É preciso atenção. É preciso cuidado. Somos realmente livres ? A liberdade não existe sem prática. A liberdade não existe se continuamos de bocas caladas. A liberdade não existe se continuamos passivos, como outros foram há 41 anos atrás, não contrariando o golpe que se arquitetava. A voz está entalada em nossas goelas e o pensamento ainda é, muitas vezes, retrógrado. São as heranças que trouxemos de uma repressão. São as mudanças que devemos fazer ao sentir o nó que se dá em nossas vozes quando olhamos as imagens do absurdo.

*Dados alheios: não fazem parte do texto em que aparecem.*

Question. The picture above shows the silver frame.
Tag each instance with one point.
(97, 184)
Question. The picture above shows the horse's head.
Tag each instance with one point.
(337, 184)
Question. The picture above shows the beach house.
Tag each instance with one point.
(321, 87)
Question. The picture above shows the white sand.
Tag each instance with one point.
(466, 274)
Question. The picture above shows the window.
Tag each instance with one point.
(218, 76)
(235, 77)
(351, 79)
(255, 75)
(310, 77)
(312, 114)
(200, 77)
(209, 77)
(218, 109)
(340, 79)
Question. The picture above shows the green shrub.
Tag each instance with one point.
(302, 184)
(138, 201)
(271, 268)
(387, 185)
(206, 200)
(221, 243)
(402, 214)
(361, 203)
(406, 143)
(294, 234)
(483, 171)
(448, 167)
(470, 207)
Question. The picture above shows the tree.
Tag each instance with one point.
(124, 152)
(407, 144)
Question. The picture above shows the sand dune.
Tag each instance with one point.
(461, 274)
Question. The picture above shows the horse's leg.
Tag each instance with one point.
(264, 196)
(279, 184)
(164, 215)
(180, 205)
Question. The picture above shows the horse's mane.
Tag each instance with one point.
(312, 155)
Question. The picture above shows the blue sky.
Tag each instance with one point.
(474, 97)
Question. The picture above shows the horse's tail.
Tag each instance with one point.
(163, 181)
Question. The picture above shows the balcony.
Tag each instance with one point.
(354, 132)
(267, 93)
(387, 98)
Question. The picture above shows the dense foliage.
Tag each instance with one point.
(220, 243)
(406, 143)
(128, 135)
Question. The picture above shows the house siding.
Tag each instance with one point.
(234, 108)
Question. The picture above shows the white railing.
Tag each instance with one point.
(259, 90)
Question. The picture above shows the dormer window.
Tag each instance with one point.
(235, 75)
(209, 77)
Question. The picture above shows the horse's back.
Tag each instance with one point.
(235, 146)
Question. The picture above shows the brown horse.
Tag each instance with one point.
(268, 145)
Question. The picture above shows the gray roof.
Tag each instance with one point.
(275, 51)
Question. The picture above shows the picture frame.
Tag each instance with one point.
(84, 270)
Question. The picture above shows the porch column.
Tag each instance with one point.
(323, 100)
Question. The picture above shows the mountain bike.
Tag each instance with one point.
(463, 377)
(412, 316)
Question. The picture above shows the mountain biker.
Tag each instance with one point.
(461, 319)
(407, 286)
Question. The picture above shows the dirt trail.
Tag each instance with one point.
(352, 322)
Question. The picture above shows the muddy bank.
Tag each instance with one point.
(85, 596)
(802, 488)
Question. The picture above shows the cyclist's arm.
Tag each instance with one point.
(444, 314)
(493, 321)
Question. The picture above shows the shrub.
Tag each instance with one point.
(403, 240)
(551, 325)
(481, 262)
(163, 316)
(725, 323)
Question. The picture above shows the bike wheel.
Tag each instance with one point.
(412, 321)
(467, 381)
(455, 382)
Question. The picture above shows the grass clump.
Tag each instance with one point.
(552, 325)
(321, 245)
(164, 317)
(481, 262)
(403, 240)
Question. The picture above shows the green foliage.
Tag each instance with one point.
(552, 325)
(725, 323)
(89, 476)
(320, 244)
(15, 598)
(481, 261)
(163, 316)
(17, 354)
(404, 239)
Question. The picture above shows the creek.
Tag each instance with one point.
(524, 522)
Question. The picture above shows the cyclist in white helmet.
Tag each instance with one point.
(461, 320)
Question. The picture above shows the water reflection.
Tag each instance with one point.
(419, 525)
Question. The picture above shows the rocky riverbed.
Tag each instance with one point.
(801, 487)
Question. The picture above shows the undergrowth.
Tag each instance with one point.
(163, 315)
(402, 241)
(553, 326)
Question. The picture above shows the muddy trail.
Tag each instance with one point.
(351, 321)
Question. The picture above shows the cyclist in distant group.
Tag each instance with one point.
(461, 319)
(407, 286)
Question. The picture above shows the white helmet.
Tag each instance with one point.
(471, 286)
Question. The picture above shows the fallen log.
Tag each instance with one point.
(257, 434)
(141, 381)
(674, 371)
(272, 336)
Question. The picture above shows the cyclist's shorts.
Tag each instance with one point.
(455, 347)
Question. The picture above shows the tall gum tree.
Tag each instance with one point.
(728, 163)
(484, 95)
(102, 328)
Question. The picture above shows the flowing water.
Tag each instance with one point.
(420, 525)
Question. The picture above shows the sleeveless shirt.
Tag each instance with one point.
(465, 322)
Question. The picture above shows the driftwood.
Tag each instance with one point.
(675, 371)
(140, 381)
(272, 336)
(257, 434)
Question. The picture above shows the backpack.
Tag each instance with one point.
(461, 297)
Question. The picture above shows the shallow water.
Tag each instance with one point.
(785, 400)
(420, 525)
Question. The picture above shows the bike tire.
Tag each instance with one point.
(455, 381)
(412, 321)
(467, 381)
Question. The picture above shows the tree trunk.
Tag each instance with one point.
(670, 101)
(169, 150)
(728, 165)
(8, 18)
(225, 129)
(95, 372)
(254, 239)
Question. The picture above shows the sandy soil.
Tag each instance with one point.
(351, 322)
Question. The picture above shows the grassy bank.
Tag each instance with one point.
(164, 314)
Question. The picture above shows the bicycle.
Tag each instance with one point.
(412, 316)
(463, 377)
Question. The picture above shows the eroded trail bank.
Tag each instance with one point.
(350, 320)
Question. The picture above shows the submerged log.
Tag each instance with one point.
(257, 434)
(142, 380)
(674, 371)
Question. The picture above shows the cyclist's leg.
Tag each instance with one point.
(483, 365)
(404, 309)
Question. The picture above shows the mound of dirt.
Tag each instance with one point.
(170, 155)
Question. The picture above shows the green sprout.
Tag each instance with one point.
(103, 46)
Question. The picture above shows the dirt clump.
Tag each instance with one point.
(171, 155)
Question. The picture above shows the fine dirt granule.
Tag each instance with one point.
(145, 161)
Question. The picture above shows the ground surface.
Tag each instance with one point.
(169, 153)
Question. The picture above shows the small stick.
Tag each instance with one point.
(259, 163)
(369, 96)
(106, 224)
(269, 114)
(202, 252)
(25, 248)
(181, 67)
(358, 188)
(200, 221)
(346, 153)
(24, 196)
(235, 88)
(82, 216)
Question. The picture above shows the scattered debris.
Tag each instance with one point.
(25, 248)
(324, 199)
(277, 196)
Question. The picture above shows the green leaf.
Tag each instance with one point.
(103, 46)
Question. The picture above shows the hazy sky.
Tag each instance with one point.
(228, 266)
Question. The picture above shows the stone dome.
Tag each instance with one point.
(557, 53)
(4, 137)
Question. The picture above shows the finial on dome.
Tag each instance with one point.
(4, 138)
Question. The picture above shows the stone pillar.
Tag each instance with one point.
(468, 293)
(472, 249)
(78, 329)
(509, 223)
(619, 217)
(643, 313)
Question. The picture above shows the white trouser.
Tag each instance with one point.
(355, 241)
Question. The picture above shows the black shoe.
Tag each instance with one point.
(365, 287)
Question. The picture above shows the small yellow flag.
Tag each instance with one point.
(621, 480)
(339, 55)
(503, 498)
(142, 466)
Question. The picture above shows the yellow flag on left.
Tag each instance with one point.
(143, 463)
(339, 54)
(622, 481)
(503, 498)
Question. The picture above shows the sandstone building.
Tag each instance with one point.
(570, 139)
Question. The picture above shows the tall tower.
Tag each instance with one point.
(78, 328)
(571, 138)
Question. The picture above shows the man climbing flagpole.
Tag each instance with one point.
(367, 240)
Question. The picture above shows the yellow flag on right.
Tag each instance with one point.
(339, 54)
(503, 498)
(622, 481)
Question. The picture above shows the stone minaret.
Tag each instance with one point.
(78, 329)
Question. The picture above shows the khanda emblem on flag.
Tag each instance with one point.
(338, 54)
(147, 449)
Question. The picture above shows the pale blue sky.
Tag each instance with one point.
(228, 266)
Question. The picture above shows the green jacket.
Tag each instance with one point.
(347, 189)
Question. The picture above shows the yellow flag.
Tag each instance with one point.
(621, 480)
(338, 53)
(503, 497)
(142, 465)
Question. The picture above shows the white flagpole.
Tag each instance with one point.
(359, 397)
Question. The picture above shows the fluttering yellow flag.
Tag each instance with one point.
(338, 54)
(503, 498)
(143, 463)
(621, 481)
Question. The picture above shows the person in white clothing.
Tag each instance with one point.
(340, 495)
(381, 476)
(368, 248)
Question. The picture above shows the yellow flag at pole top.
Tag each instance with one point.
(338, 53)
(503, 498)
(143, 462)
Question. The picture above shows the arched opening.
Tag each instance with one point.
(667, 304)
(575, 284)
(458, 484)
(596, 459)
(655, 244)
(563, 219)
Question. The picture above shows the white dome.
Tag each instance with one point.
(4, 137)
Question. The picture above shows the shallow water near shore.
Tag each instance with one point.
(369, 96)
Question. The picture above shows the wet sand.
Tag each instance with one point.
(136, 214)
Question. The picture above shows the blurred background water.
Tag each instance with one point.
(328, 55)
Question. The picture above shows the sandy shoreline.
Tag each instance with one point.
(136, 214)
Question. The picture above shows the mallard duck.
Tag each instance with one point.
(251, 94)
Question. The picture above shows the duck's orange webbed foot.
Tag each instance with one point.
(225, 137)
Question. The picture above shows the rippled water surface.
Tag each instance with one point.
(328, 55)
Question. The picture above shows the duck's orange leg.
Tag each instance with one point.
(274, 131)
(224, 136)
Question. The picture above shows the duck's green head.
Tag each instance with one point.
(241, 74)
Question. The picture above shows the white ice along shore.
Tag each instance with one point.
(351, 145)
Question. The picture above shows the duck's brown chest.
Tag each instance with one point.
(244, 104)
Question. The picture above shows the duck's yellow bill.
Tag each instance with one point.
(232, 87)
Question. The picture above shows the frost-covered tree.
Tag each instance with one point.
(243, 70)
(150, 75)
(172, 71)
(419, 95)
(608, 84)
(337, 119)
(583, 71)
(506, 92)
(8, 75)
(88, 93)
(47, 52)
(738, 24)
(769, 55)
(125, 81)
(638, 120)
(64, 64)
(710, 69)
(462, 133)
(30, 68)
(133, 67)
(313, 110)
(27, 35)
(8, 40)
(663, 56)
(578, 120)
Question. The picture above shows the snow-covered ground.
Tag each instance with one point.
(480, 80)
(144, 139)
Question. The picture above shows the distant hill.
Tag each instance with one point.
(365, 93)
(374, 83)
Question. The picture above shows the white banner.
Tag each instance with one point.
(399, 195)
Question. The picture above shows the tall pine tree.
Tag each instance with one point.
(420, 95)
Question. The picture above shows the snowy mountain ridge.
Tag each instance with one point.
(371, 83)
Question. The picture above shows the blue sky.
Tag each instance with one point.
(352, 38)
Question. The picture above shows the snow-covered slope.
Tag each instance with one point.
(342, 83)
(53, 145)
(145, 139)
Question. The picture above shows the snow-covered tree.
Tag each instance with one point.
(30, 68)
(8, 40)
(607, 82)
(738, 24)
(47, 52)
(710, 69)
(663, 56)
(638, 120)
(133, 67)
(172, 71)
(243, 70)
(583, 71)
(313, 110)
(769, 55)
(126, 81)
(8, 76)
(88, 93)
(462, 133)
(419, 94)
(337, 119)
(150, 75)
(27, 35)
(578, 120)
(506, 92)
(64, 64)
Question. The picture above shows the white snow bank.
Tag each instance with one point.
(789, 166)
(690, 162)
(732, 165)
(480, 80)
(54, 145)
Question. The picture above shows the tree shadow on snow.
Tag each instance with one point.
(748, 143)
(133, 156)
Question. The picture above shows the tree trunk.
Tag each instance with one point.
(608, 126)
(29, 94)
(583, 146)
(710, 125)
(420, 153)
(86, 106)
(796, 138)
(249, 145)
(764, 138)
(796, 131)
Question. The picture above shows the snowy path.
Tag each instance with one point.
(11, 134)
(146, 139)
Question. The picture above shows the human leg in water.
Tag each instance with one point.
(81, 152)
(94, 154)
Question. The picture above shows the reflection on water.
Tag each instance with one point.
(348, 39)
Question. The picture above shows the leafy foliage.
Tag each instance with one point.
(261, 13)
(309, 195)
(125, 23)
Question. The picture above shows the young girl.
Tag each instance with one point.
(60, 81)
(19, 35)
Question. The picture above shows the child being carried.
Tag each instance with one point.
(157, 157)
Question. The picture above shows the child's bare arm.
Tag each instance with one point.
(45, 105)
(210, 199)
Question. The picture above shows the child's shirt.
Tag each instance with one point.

É preciso lembrar, sim. Lembrar para que não se repita a mesma crueldade, lembrar para que possamos sempre exigir o que é nosso de direito. Mas que essa lembrança não fique apenas em letras de música e conteúdos escolares. Que essa lembrança quebre o silêncio que ainda existe e que passemos a exigir uma democracia de verdade, e não uma democracia transformada em eufemismo. A exercer a liberdade, a quebrar os velhos paradigmas sociais, culturais e políticos. Por que movimentos estudantis e sociais ainda são vistos como ação de arruaceiros? Por que a hegemonia comunicacional ainda está na mão de poucos e poderosos que há quatro décadas ajudaram a maquiar a realidade?
É necessário averiguar. O que sobram são os nomes de ruas, de cidades, escolas. Mas seriam esses os nomes merecedores de lugar em nossa sociedade? São os nomes do desespero movido pela força, são os nomes de heróis que morreram no esquecimento, são os nomes dos que ergueram a voz, pixaram muros, combateram com violência, astúcia e humor. São esses nomes que deveríamos proclamar. Porque são esses os nomes responsáveis pelo ensaio de liberdade que fazemos hoje.
A chuva lava a tristeza e molha pra incomodar e nos lembrar de quem somos nós, os brasileiros.